When my youngest daughter was in kindergarten, I always knew when she’d had a rough day at school as she would march through the front door without a word and go and get in her PJs and come sit on my lap. It didn’t matter that it was only 12:30 in the afternoon. She would come and sit on my lap, and when she was ready, she would talk about what was bothering her.
As adults, we have bad days at work, and it affects our home life and vice versa. Instead of dealing with the issue by talking it through with a counselor or trusted friend and examining the issues at hand, we try to power through hoping they will go away.

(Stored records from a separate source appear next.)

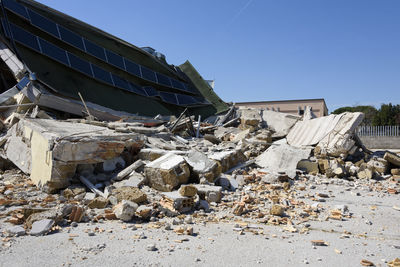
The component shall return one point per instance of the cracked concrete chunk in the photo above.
(175, 202)
(308, 166)
(125, 210)
(129, 193)
(202, 165)
(41, 227)
(209, 192)
(228, 159)
(167, 172)
(392, 158)
(279, 122)
(281, 157)
(54, 148)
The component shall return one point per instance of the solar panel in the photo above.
(168, 97)
(137, 89)
(23, 82)
(185, 99)
(16, 8)
(148, 74)
(150, 91)
(80, 64)
(120, 82)
(188, 88)
(115, 59)
(43, 23)
(101, 74)
(53, 51)
(5, 28)
(201, 100)
(25, 37)
(71, 38)
(95, 50)
(132, 68)
(163, 80)
(177, 84)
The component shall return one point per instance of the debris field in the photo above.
(255, 173)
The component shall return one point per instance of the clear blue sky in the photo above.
(346, 51)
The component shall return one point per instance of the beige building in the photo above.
(295, 107)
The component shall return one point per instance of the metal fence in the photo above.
(378, 131)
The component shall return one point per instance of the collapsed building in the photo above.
(55, 57)
(93, 123)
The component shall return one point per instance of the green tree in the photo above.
(369, 112)
(388, 114)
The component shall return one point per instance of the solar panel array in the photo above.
(93, 49)
(66, 58)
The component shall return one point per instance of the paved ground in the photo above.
(372, 232)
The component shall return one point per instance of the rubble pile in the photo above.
(245, 166)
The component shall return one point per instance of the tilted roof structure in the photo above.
(69, 56)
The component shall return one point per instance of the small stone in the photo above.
(276, 210)
(98, 203)
(144, 212)
(125, 210)
(41, 227)
(188, 190)
(151, 247)
(16, 230)
(188, 220)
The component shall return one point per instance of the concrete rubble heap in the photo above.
(247, 163)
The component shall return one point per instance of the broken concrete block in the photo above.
(167, 172)
(309, 166)
(76, 213)
(128, 170)
(250, 118)
(392, 158)
(239, 208)
(188, 190)
(98, 203)
(365, 174)
(175, 202)
(202, 165)
(129, 193)
(281, 157)
(34, 215)
(41, 227)
(16, 230)
(85, 170)
(211, 138)
(209, 192)
(228, 159)
(112, 164)
(395, 171)
(73, 191)
(57, 147)
(241, 135)
(332, 133)
(339, 171)
(276, 210)
(378, 164)
(134, 179)
(125, 210)
(225, 134)
(279, 122)
(323, 165)
(144, 212)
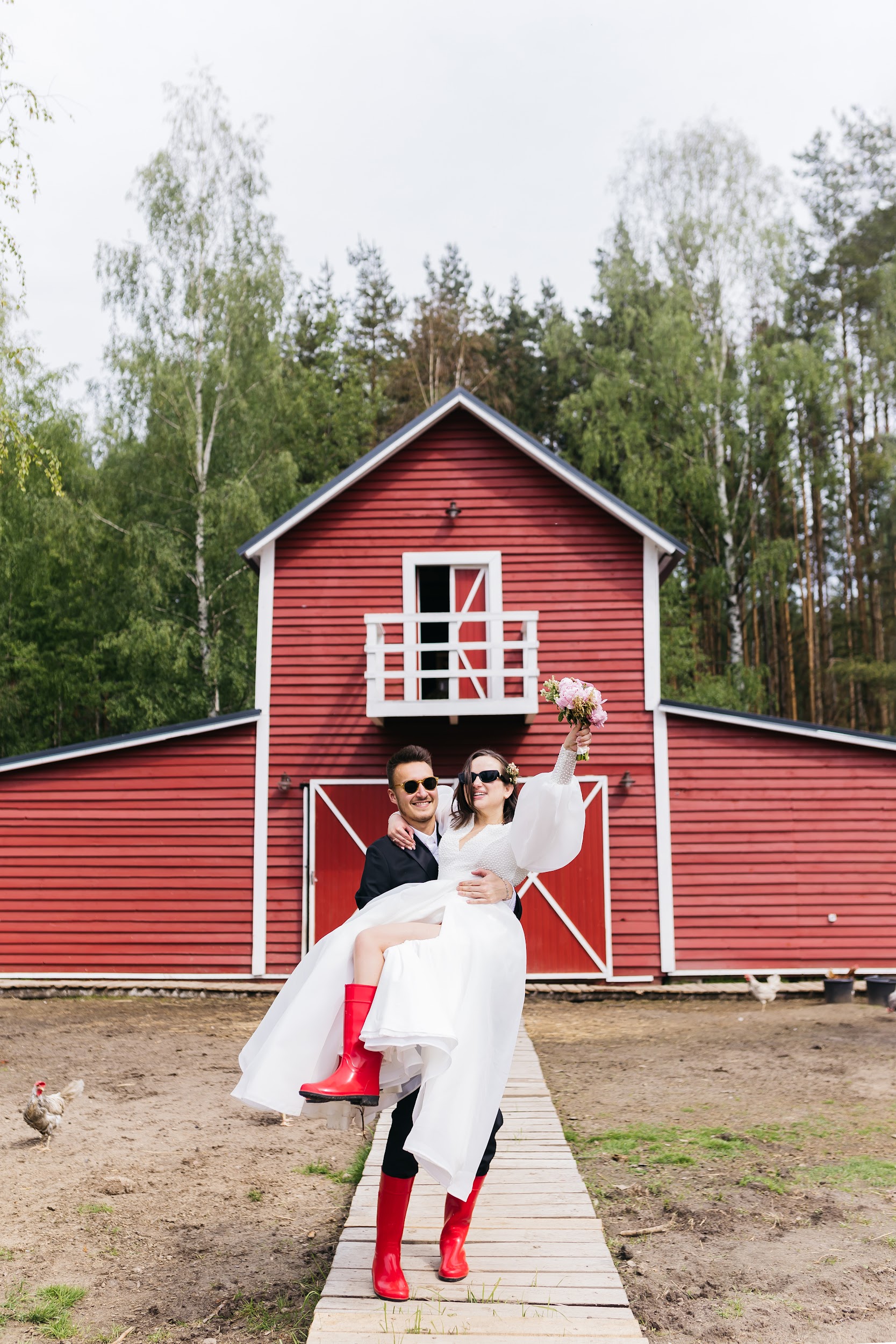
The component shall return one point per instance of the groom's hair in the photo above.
(406, 757)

This rarely works, and issue after issue compounds our emotional stress, which can manifest in depression, anxiety, angry outburst — all of which have negative results.
It’s time we begin to acknowledge our emotional heart health and learn to deal with emotions as they arise. This will only help us heal our emotional wounds in a positive way so we can move on in life rather than let the weight of our issues bog us down.
I’m not sure I would recommend my daughter’s solution to a bad day: It may not be appropriate to put on your PJs in the middle of the day, sit on someone’s lap, and talk about your problems. But there are several ways to put Band-Aids on our emotional heart wounds:
- Acknowledge: The very first step is to acknowledge your emotions. Acknowledging your emotions will immediately help lower the intensity and allow you to process more effectively.
- Talk: Whether talking with friends or with a counselor, talking through issues help your brain process emotions. Studies on Cognitive Behavioral Therapy have shown that just the simple act of talking about problems reduces stress.
- Exercise: Exercise releases natural endorphins to help reduce the perception of pain, and it triggers positive emotions in the brain. If you find yourself stress at work, trying to power through will not get you anywhere. Get up for a few minutes and go for a brisk walk or climb a flight of stairs. When you get back to your desk, notice how much more clear your thinking has become.
This Heart Health month, don’t forget to take care of the entire you: mind and body.